La popolarità della cisrà nasce proprio durante queste giornate.  La storia racconta che a partire dal Seicento, i membri delle Confraternite dei Battuti offrissero una ciotola fumante di zuppa di ceci ai viandanti, fedeli che giungevano alla fiera, stanchi ed affaticati, che assistevano alle funzioni religiose ed approfittavano per fare provviste.

La zuppa aveva come ingrediente principale i Ceci, e poi si aggiungevano i porri di Cervere (conosciuti già allora), verdure dell’orto e le parti povere degli animali macellati: trippa o costine.

La versione di Dogliani è diventata famosa ma in tutto il Piemonte ci sono versioni della Cisrà. Più o meno speziate, in versione vegetariana oppure arricchita con altre parti animali (anche le cotenne sono usate per questa minestra)

Il termine “Cisrà” deriva dal nome dialettale dei legumi che sono la base di questa zuppa, nata come piatto povero delle genti di collina. Forse in passato si usava per la minestra lo scarto dei ceci, quelli rotti. Infatti, i ceci interi erano destinati alle tavole dei ricchi.  Questi ceci di “seconda scelta” erano il sostentamento dei contadini, che coltivavano questa leguminosa tra i filari delle vigne.

La tradizione dice che la sera dei morti si debba lasciare un piatto di questa zuppa, sul tavolo, in cucina. Servirà ai morti della famiglia per partecipare ancora ad un rito famigliare così amato!

Questa volta vi do la ricetta perchè possiate anche voi prepararla nelle vostre case. E perchè i turisti che arriveranno siano pronti anche a gustare questi semplici e meravigliosi piatti della tradizione!

Cisrà – Zuppa di ceci della tradizione piemontese (versione con le costine di maiale)

Ingredienti per 4-6 persone:

250 g di ceci secchi
3 costine di maiale, divise a metà
1 patata media
1 carota
1 gambo di sedano
1 porro (ideale quello di Cervere, particolarmente dolce e delicato)
150-200 g di zucca (peso al netto degli scarti)
3-4 foglie di cavolo
1 rametto di rosmarino
2 foglie di salvia, 1 foglia di alloro
1 cucchiaio di doppio concentrato di pomodoro
olio extravergine d’oliva
sale e pepe
½ cucchiaino di bicarbonato
pane casereccio, per accompagnare

Mettere i ceci in ammollo 1/2 cucchiaino di bicarbonato per 24 ore.

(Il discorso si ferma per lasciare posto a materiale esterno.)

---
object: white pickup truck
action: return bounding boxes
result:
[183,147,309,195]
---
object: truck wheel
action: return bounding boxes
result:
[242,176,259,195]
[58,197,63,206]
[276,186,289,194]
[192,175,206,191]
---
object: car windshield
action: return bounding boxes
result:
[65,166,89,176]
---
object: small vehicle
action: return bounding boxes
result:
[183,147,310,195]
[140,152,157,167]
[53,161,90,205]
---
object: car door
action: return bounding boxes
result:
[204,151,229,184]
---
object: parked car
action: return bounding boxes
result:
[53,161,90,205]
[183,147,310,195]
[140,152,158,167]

Pulire e lavare tutte le verdure sotto acqua corrente. Affettare il porro a rondelle sottili, eliminando la parte verde più legnosa; tagliare il sedano e la carota finemente. In una pentola di coccio scaldare un paio di cucchiai d’olio e soffriggervi le verdure, per circa 10- 15 minuti, mescolando spesso. Unire quindi la patata e la zucca a cubetti, i ceci scolati ed il cavolo a striscioline e lasciare insaporire. Legare le erbe aromatiche con lo spago da cucina ed aggiungere alle verdure. Coprire con abbondante acqua, aggiungere il concentrato di pomodoro e lasciar cuocere a fuoco lento dalle due ore e mezza alle tre ore, mescolando di tanto in tanto.

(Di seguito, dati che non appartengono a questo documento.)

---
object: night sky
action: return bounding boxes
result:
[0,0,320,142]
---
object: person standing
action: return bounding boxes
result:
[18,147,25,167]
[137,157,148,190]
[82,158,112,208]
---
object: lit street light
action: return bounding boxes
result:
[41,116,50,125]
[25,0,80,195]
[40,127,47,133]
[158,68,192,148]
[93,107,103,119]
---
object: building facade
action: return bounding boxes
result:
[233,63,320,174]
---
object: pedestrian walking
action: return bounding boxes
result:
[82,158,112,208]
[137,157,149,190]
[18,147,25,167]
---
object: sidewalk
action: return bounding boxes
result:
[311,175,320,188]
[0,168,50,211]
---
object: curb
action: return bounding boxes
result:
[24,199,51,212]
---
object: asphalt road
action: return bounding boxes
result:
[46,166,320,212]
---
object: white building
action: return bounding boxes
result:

Sbollentare intanto le costine in abbondante acqua in ebollizione per pochi minuti, in modo da sgrassarle parzialmente; scolarle ed aggiungerle alla zuppa. Lasciare cuocere ancora un’ora: al termine della cottura i ceci dovrebbero risultare teneri e la carne dovrebbe staccarsi facilmente dall’osso. Regolare di sale e pepe e servire la zuppa molto calda, accompagnata con fette di pane casereccio leggermente abbrustolite.